Research Methods in Psycholinguistics

This is a summarization of available research methods in psycholinguistic field.

  1. Habituation Techniques

    Looking time(LT) is the most common measure of habituation in language acquisition research. Habituation is one of the optimal tasks for testing pre‐verbal infants as it does not rely on overt productions, but rather on implicit cognitive measures (e.g., looking time, sucking, heart rate, among others). Further, based on the comparator model, it allows researchers to determine the nature of infants’ percepts and concepts by testing differing levels of novelty from the habituated stimulus (e.g., changing a habituated word form by one phoneme, or multiple sound changes).

  2. Visual Preference Techniques

    Children know much about language before they can produce it.

  3. Assessing Receptive and Expressive Vocabulary in Child Language

    receptive and expressive vocabulary is a core component of language structure. Three general types of methods that are appropriate for use with young children: language sampling, parent report, and direct assessment.

  4. Eye‐Movement Tracking During Reading

    Eye movements during reading are mostly tracked with video-based pupil monitoring systems using isolated words, sentences, paragraphs, or texts serving as stimuli.

  5. The Visual World Paradigm

    A family of experimental methods for studying real-time language processing in language comprehension and production that can be used with participants of all ages and most special populations. Participants’ eye movements to objects in a visual workspace or pictures in a display are monitored as they listen to, or produce, spoken language that is about the contents of the visual world.

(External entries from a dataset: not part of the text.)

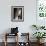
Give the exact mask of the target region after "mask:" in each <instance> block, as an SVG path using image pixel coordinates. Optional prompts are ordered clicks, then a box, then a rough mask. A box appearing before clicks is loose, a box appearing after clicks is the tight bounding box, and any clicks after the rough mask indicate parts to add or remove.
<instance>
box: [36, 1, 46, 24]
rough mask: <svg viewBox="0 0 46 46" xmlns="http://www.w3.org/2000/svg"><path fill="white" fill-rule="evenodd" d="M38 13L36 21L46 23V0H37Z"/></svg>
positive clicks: (36, 21) (37, 23) (38, 22)
mask: <svg viewBox="0 0 46 46" xmlns="http://www.w3.org/2000/svg"><path fill="white" fill-rule="evenodd" d="M36 7H37V15H36V22H37V24H39V25H45V23H46V0H37V4H36Z"/></svg>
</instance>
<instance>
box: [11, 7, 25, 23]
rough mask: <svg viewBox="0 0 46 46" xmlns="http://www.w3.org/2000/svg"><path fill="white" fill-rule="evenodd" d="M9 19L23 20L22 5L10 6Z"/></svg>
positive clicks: (15, 20)
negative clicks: (9, 14)
mask: <svg viewBox="0 0 46 46" xmlns="http://www.w3.org/2000/svg"><path fill="white" fill-rule="evenodd" d="M11 21H12V22H23V21H24V6H11Z"/></svg>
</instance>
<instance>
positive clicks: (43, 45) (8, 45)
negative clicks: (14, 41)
mask: <svg viewBox="0 0 46 46" xmlns="http://www.w3.org/2000/svg"><path fill="white" fill-rule="evenodd" d="M0 46H4V43H3V42H2V43H1V42H0ZM7 46H15V43H12V42H10V43H8V45H7ZM21 46H25V45H21ZM30 46H37V43H34V42H32V43H30ZM41 46H46V43H44V45H41Z"/></svg>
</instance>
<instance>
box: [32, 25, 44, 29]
mask: <svg viewBox="0 0 46 46" xmlns="http://www.w3.org/2000/svg"><path fill="white" fill-rule="evenodd" d="M32 27H33V28H35V29H36V30H39V29H45V26H38V25H32Z"/></svg>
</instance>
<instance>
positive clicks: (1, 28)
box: [0, 0, 36, 35]
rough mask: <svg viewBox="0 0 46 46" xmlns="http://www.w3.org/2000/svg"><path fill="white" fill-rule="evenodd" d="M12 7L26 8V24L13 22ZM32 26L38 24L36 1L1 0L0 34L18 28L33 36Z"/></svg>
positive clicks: (0, 2) (35, 0) (22, 30)
mask: <svg viewBox="0 0 46 46" xmlns="http://www.w3.org/2000/svg"><path fill="white" fill-rule="evenodd" d="M11 6H24V22H11ZM32 24H36V0H0V34H2V33H4V32H5V31H7V30H8V29H9V28H11V27H16V26H17V27H19V31H20V32H29V33H30V35H32V30H31V27H30V26H31V25H32ZM8 31H9V30H8Z"/></svg>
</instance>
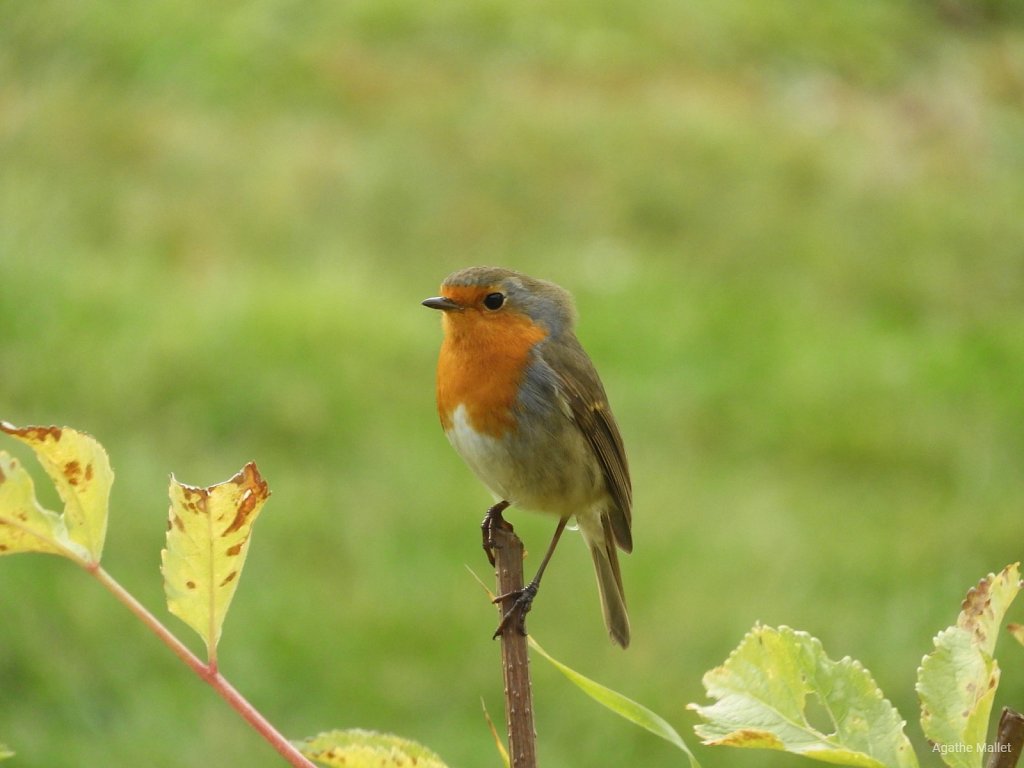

  6. Word Priming and Interference Paradigms

    It has long been known that our repository of words, the mental lexicon, is not a random heap of words, but has a complex internal structure. Priming and interference paradigms have been used to study a broad range of issues concerning the structure of the mental lexicon and the ways linguistic representations are accessed during word comprehension and production.

  7. Structural Priming

    Automatic and implicit facilitation of abstract structures and processes that underlie language use. During language use, people tend to show facilitation when language structure is repeated across consecutive utterances.

  8. Conversation Analysis

    An inductive, micro‐analytic, and predominantly qualitative method for studying language as it is used in social interaction. The CA approach typically resonates with those who are interested in the specifics of human social conduct and committed to naturalistic observation.

  9. Virtual Reality

    Immersive virtual reality provides a degree of richness and realism that is not possible in traditional laboratory experiments, while enabling researchers to maintain rigorous control over the stimuli and the experimental environment.

  10. Computational Modeling

    Computational models offer particular advantages in dealing with complex interactions between variables that are often confounded in natural language situations. Two approaches of computational modeling in psycholinguistics: the probabilistic approach and the connectionist approach.

  11. Corpus Linguistics

    The study of language through the empirical analysis of large databases of naturally occurring language, called corpora. In this analysis, the meaning of a target word is derived by taking into account the words surrounding the target word. This makes it possible to calculate the semantic similarity between two target words.

  12. Electrophysiological Methods

    Recordings of electrical brain activity allow researchers to track multiple cognitive subprocesses with high temporal resolution.

  13. Hemodynamic Methods: fMRI and fNIRS

    Neural activity leads to changes in the amount of oxygen nearby in the brain. Two methods in cognitive neuroscience exploit this indirect measure of neural activation. Functional Magnetic Resonance Imaging (fMRI) is a method that measures the oxygenation in local parts of the brain at relatively high spatial resolution (in the order of millimeters). Functional Near Infrared Spectroscopy (fNIRS) uses the reflection of infrared light onto the cortical surface as an indicator of blood oxygenation and hence neural activity.

  14. Structural Neuroimaging

    Structural imaging based on computerized tomography (CT) and magnetic resonance imaging (MRI) has progressively replaced traditional post‐mortem studies in the process of identifying the neuroanatomical basis of language.

  15. Lesion Studies

    Lesion studies are used to infer the neural basis of psycholinguistic processes in the healthy human brain.

  16. Molecular Genetic Methods

    Finding the genetic variation that underlies inter-individual variability in language skills is an important approach for deciphering the biological bases of this fascinating human phenomenon.